Helping to create the Web Almanac

3rdDec 2019 by Barry Pollard

ABOUT THE AUTHOR

Barry Pollard (@tunetheweb) is a Software Developer at an Irish Healthcare company and is fascinated with making the web even better than it already is. He's also the author of HTTP/2 in Action from Manning Publications.

In November 2019, the Web Almanac by HTTP Archive was launched at Chrome Dev Summit. This online report reviews the state of the web across 20 chapters split into four sections. The project was the brainchild of, and led by, Rick Viscomi, one of the HTTP Archive’s core maintainers. It ran from January 2019 and continues to be developed.

The report aims to utilise the HTTP Archive dataset. This is made up of crawls of nearly six million website home pages. In addition to the raw data from those crawls, it uses various other tools including WebPageTest, Lighthouse, and Wappalyzer. The URLs are fed from the Chrome User Experience Report (CrUX) which is powered by anonymous usage from Chrome users and that provides a further source of data for Authors to use. For example, the Performance chapter made heavy use of the CrUX data so is not limited to just home pages. You can read more about the methodology on the project’s website.

The Web Almanac looks across a wide range of topics, that we decided were important measures of the state of the web. Therefore, it is not just limited to Web Performance like this series of posts typically concentrates on. However, a number of chapters touch on performance or performance-related topics:

The Performance chapter, obviously.
The Media chapter, goes through the usage of images and videos on the web, which are usually the largest resources of a site.
The JavaScript chapter looks at what is often the largest bottleneck in performance since “JavaScript [is] always the most expensive part of your site.”
The Third Parties chapter goes through a key part of your website that you often have least control over.
The PWA chapter discusses a key technology in producing app-like websites.
The Mobile Web chapter delves into how we are failing what is increasingly becoming the primary method for web consumption.
The Compression chapter investigates text compression – an easy win for web performance but one that far too many sites are still not doing properly.
The Caching chapter has a deep dive on how caching is used (or not) on websites, which again is a key part of web performance.
The CDN chapter investigates the use of CDNs which are often used for scale and performance reasons.
The Page Weight chapter looks at the ever-increasing size of web pages and the impact of that.
The Resource Hints chapter goes through the use of resource hints (e.g. dns-prefetch, preconnect, preload) and related technologies that can help speed up the loading time of websites.
The HTTP/2 chapter, written by this author, looks at the use of the relatively new technology which was specifically designed to improve the performance of the web.

Therefore, at least 12 of the 20 chapters are directly to do with web performance, and many of the others have parts related to web performance. Additionally many familiar names from the web performance community contributed to the project. I’d advise anyone involved in the web, but particularly those interested in web performance, to check it out if you have not already.

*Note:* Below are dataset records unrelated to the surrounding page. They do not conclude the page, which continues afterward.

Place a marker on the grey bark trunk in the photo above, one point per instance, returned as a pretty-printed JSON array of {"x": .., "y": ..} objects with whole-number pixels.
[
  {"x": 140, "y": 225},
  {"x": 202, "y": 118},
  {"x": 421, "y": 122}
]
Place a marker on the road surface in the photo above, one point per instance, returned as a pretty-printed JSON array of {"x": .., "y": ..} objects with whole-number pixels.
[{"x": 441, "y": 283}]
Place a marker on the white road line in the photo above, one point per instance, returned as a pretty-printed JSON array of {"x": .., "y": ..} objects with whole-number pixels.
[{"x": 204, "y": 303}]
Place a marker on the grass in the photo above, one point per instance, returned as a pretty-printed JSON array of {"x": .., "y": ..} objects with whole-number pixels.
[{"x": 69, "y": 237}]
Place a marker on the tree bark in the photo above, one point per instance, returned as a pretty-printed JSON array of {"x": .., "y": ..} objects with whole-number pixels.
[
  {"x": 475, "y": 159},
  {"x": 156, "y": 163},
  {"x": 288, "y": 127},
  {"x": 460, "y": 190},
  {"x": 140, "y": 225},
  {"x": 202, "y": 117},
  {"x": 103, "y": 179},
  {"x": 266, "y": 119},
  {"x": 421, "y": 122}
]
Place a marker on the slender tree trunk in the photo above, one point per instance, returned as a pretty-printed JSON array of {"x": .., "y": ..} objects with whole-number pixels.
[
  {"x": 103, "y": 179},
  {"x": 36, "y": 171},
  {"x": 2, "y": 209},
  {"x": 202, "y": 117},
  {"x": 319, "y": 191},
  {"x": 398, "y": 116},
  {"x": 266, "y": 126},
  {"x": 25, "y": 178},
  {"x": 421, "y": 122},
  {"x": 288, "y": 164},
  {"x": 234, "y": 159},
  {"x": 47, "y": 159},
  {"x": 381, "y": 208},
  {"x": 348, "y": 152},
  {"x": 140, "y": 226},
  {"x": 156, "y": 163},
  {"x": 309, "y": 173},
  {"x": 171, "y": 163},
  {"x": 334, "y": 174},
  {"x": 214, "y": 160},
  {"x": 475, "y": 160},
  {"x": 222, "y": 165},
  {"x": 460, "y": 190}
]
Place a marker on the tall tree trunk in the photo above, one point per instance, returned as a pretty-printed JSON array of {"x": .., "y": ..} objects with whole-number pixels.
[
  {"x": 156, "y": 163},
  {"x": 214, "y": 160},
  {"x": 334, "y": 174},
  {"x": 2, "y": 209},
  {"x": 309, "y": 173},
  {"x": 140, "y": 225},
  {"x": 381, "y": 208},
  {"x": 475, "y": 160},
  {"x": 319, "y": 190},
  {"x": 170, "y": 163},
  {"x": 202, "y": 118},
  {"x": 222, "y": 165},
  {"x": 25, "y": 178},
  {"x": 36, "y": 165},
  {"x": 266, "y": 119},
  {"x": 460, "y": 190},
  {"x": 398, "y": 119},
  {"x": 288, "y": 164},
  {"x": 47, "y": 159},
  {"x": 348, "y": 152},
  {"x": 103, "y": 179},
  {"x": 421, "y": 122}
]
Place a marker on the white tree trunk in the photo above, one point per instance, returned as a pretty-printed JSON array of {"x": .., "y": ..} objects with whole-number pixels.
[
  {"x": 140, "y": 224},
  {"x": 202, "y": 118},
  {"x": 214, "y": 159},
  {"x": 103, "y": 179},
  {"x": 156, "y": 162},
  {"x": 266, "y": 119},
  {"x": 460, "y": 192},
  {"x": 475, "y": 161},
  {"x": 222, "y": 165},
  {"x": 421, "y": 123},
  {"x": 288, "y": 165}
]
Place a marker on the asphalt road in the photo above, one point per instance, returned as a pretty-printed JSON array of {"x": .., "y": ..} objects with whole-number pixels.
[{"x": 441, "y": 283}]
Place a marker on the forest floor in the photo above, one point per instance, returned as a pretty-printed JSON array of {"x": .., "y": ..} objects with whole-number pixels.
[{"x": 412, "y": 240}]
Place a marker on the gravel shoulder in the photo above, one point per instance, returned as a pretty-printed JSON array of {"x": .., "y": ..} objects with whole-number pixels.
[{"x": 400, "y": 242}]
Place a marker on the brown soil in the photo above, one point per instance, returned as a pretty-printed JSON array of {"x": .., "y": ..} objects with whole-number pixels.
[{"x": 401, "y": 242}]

This post is not looking to summarise the report – the chapters say more than I could on the subjects (except for one – since I wrote it). Instead, what this post aims to cover is a bit of a look behind how it was built, particularly from my own point of view and experience. From there I want to talk about how you can get involved in the project now, or for future years, as we hope to make it an annual publication.

How I got involved and what I got out of it

I first heard about the Web Almanac on Twitter, and offered to help out on the HTTP/2 chapter, having just recently published a book on the subject. I took on the Author role for this chapter, suggested some metrics that would be good to investigate, and then hung back while Rick and the others designed and created the website from scratch, queried the data for us authors to interpret, and generally did all the hard work.

After getting hold of the requested stats for my chapter, I delved into the data more and set myself up with access to HTTP Archive so I could look into some of the anomalies myself. I’d heard of this dataset, and know many in the web performance community (and other web communities) make heavy use of it but had never made the time to look at it in detail. Delving into it I can see how addictive (and costly!) it can be and becoming familiar with that was the first big benefit of this project to me.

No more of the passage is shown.